Introducing the first in a series that will collect, in chronological order, all the Sunday pages of this popular newspaper strip! Go back in time to the prehistoric kingdom of Moo and follow the fantastic, whimsical — and often cleverly satirical — Stone Age adventures of V. T. Hamlin's irrepressible caveman, Alley Oop!
This oversized volume collects every Alley Oop Sunday strip from 1934 through 1936, in full color.

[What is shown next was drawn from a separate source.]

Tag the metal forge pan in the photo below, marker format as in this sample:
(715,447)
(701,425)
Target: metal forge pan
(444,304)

This is a beautiful book, offering an integral run of the first couple of years of Sunday pages at a generous size and with great colour reproduction. This early, things are still taking shape in the strip-most significantly, there is no time travel yet, or for a few years to come--but Oop's basic nature is fully in evidence. Hamlin generally goes for gag a week strips, with occasional continuities that last a few weeks at best--rarely more than five strips or so. However, the art is absolutely gorgeous, and the gags are generally funny. Classic stuff that belongs in every comics fan's library.
I really wanted to like this, but I don’t. The art work isn’t very good. Considering at this same time you has Alex Raymond penciling Agent X-9, it isn’t just okay for it’s time, like Little Nemo, it is legitimately just not that good at all.

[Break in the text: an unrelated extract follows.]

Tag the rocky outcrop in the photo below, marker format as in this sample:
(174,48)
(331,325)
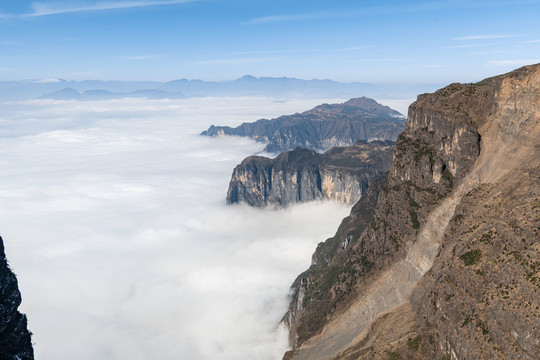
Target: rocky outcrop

The stories themselves aren’t that strong, mostly gag a day strips with a few short continuities of 4-5 days worth, and the caveman cliches become stale quickly at least when your reading them in a book form as opposed to one strip a week. I don’t think it would have had the run it did had Hamlin not thought up the time travel gimmick, which brings freshness to the storytelling, but just skip these years which take place before the Time travel device.
The best thing V. T. Hamlin did with this strip was take Alley Oop out of his repetitive cave man stories and make him a time traveler. These Sunday pages are bogged down in that earlier era. The two star review is possibly unfair in that these comic strips were intended to be read a week apart, so the repetitions would be less striking. I am, however, commenting on a book, and these strips do not seem very good when read several at a time.